Bangalore, Sept 21: For those aunties who hunt for 'fair skin' in packs, this is a nail hit hard on the head. While the country is feeling more and more obsessed with glowing skin (racism?), a completely opposite thought recently made the rounds and it has left the critical thinkers influenced and impressed.
It is all about an illustration done by Bangladeshi artist Waseka Nahar which shows a dark-skinned woman holding a face cream tube called 'Dark and Lovely'. It hits the establishment which believes fairness is an important parameter of being lovely, hard. To be lovely doesn't mean one has to be fair as well.

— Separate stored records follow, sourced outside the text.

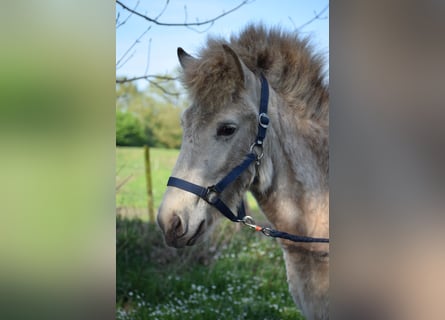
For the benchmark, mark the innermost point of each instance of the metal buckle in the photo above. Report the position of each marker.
(264, 123)
(211, 196)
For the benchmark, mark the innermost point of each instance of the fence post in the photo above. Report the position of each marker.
(151, 214)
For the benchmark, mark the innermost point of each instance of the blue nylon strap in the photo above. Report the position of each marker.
(235, 173)
(221, 206)
(187, 186)
(202, 193)
(263, 120)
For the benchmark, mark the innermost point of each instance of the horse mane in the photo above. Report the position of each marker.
(287, 61)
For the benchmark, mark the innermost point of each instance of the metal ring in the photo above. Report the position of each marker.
(259, 155)
(211, 196)
(267, 231)
(264, 124)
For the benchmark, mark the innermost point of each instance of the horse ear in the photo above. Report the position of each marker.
(239, 65)
(184, 57)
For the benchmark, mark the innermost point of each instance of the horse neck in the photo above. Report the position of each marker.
(291, 187)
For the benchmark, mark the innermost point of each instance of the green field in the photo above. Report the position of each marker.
(234, 274)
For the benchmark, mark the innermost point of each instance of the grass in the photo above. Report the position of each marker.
(130, 165)
(234, 274)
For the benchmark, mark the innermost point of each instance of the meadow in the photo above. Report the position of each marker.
(234, 274)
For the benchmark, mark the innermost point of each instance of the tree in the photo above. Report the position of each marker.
(150, 114)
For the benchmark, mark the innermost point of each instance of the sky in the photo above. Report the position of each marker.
(155, 52)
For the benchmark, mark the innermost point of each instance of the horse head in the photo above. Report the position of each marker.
(218, 130)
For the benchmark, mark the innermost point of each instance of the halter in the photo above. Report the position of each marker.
(211, 194)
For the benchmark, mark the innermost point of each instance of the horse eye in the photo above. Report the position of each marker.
(226, 130)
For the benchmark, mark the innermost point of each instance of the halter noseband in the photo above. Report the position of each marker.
(211, 194)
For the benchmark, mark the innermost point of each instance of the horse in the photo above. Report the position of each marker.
(289, 178)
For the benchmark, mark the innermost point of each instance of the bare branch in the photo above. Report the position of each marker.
(165, 91)
(148, 57)
(146, 77)
(118, 64)
(184, 24)
(317, 16)
(126, 19)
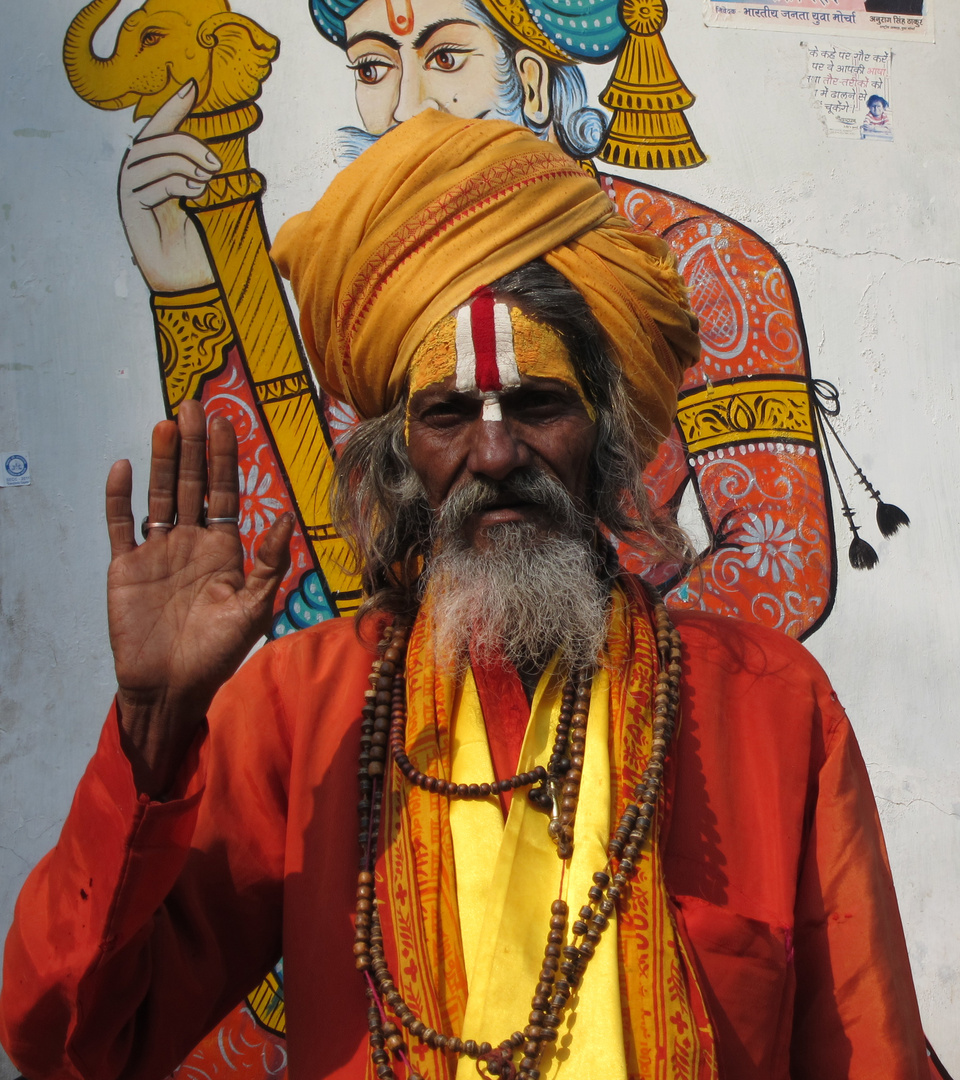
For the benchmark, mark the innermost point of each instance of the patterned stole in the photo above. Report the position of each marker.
(662, 1031)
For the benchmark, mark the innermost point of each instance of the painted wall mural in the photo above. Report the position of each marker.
(752, 444)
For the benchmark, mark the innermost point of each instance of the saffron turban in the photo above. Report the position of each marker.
(440, 206)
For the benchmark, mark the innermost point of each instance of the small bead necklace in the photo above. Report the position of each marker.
(382, 724)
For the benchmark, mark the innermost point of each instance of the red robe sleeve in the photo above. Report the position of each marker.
(149, 921)
(855, 1012)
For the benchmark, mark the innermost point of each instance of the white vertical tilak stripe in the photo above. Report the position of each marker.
(465, 354)
(491, 408)
(510, 375)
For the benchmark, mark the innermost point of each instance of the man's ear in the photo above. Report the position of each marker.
(535, 80)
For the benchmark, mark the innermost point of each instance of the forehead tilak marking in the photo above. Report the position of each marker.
(486, 360)
(401, 22)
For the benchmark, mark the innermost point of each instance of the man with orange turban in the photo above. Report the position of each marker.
(591, 844)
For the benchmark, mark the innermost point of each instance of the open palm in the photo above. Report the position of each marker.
(181, 613)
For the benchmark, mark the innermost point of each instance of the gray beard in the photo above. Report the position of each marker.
(530, 593)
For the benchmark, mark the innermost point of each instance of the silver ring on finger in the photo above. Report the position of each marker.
(146, 525)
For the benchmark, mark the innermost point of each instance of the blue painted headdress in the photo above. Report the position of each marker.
(645, 95)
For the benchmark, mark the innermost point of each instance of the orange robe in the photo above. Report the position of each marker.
(150, 920)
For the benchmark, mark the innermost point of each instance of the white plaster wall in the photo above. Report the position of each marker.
(869, 231)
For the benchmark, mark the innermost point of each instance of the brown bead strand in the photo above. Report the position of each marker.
(563, 966)
(570, 790)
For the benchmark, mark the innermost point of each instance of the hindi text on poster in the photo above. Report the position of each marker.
(880, 18)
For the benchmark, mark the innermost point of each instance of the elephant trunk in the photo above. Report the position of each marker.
(92, 78)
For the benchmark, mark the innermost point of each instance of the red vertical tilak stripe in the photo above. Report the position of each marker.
(484, 341)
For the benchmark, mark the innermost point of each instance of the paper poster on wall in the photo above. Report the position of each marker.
(851, 89)
(874, 18)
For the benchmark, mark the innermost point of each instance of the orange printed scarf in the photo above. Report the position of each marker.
(665, 1030)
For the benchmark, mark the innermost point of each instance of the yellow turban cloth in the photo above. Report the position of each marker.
(440, 206)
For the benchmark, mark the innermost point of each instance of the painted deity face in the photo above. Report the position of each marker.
(408, 54)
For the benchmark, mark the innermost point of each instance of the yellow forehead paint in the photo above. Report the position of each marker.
(489, 345)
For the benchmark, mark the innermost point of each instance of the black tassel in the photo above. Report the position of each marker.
(862, 555)
(890, 518)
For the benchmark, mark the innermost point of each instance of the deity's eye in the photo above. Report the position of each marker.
(370, 70)
(447, 58)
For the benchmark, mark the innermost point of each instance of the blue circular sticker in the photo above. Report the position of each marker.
(15, 464)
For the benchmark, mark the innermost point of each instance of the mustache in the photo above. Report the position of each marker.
(528, 485)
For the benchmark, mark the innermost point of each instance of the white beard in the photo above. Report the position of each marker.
(526, 596)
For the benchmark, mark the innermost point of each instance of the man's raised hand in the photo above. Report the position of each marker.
(162, 166)
(181, 615)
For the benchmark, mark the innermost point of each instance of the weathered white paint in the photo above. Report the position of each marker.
(868, 229)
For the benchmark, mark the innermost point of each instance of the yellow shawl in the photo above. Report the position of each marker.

Nahar's illustration posted on facebook was received 3.2k shares at the time of writing this article.
Nahar's illustration was inspired by a self-image clicked by Pakistani artist Zainab Anwar who resides in Canada. She posted the photo on Instagram and it was appreciated by several.

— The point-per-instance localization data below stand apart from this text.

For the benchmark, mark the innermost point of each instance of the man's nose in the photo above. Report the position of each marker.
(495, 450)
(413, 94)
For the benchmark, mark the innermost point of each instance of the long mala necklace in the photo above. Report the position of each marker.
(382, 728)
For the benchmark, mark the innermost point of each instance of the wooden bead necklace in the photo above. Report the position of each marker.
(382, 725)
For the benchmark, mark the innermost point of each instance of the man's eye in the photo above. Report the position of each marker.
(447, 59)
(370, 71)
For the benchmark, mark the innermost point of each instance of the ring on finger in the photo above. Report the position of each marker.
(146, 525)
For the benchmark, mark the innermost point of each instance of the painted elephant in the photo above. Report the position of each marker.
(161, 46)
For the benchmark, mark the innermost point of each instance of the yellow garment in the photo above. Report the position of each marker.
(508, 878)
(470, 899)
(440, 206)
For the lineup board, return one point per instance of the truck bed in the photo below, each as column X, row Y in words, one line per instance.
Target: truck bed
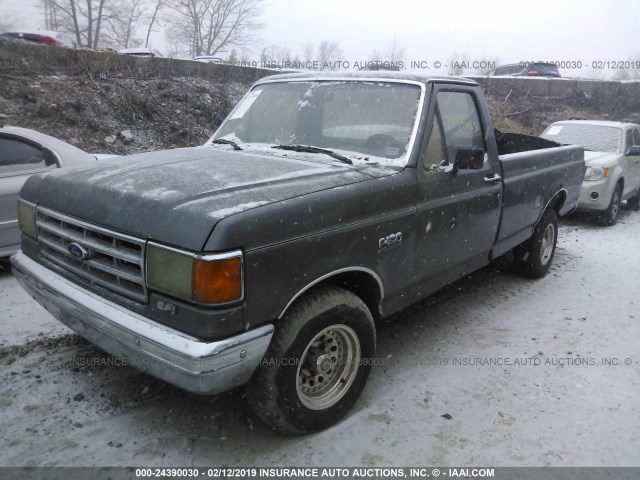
column 533, row 171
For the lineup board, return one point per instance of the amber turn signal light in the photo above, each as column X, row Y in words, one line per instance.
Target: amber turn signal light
column 217, row 281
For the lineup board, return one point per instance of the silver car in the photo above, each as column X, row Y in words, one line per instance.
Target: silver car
column 24, row 152
column 612, row 155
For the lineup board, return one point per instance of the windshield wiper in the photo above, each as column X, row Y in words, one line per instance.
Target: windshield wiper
column 310, row 149
column 224, row 141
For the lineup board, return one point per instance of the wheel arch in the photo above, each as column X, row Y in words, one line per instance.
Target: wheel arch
column 361, row 281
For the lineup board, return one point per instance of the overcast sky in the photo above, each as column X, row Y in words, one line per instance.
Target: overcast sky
column 578, row 30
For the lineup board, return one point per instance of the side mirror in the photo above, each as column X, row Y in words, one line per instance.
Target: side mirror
column 633, row 151
column 469, row 159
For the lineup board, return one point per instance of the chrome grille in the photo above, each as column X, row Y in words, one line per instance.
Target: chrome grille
column 115, row 261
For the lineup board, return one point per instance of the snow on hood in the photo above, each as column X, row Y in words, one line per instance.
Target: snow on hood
column 177, row 196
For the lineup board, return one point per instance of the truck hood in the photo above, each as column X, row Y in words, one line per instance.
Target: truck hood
column 177, row 196
column 599, row 159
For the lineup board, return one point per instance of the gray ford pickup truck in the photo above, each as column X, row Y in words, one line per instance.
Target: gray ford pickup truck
column 264, row 257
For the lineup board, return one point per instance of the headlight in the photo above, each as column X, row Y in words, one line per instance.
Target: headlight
column 595, row 173
column 27, row 218
column 210, row 279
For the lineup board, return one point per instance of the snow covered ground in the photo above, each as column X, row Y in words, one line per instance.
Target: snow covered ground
column 531, row 373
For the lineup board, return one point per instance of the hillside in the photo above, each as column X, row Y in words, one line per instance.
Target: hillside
column 109, row 103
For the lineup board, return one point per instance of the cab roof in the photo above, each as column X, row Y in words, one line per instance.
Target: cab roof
column 368, row 75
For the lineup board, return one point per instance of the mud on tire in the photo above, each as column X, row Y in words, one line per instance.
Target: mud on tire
column 317, row 364
column 533, row 258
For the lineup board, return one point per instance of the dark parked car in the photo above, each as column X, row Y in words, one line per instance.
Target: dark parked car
column 322, row 203
column 24, row 152
column 47, row 37
column 526, row 69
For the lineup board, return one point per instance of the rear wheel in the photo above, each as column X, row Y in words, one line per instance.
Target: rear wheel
column 317, row 364
column 533, row 258
column 609, row 217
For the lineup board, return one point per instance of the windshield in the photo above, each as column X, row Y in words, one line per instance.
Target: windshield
column 357, row 118
column 592, row 137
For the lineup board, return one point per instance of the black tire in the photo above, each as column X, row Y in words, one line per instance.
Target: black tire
column 609, row 217
column 317, row 363
column 634, row 202
column 533, row 258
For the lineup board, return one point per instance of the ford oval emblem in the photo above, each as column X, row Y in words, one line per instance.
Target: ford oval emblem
column 77, row 251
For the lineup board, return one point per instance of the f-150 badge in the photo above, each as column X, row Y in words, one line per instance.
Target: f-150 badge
column 389, row 241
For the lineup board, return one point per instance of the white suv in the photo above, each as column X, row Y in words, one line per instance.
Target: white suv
column 612, row 156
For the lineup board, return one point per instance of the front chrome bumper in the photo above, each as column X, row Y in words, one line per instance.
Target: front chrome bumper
column 165, row 353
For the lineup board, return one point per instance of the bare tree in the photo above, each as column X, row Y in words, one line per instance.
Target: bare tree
column 209, row 26
column 329, row 55
column 308, row 53
column 123, row 26
column 82, row 18
column 275, row 53
column 152, row 20
column 395, row 52
column 457, row 64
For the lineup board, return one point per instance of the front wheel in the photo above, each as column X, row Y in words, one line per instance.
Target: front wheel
column 317, row 364
column 533, row 258
column 609, row 217
column 634, row 202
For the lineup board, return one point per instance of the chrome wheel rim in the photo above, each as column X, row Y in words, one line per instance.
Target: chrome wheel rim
column 328, row 367
column 615, row 202
column 548, row 240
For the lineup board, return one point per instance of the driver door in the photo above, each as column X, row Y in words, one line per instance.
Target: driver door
column 458, row 205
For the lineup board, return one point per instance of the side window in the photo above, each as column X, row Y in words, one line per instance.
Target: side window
column 461, row 127
column 17, row 157
column 436, row 153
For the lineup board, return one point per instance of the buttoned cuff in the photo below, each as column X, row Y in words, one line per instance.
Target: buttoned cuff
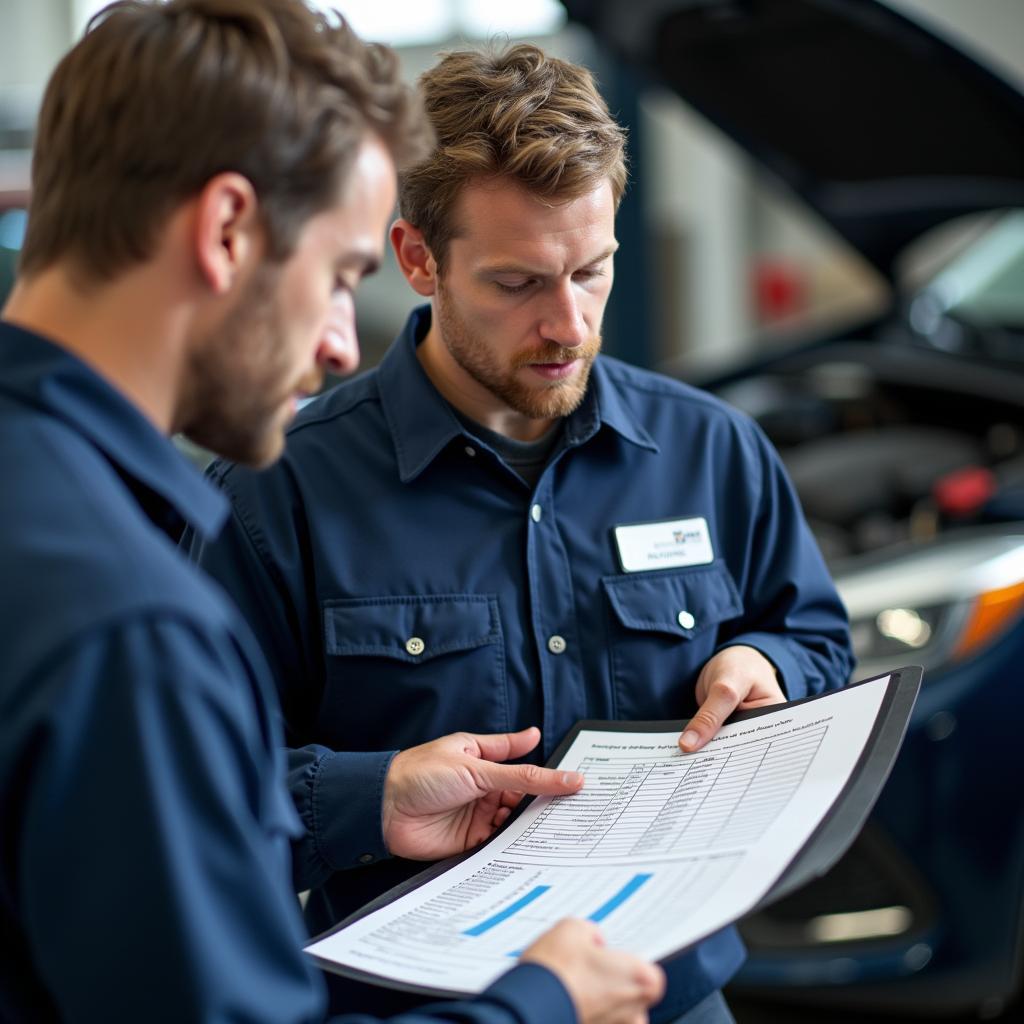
column 777, row 650
column 530, row 993
column 346, row 801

"Discrimination based on your skin colour is still prevalent. And fairness creams add fuel to the fire," NDTV quoted 25-year-old Waseka as saying. "Through my artwork I want to address colourism."
"Zainab's picture symbolises that there is a certain 'stigma'- for lack of a better word - surrounding dark skin. The picture boldly says that dark skin is as beautiful as its counterpart," the young artist further added.
"The social message behind this is specifically directed to the Indian subcontinent which is why I am in traditional attire," Zainab told NDTV.
The women with their origins in the subcontinent are happy that they have succeeded in igniting a discussion which they thought was long due.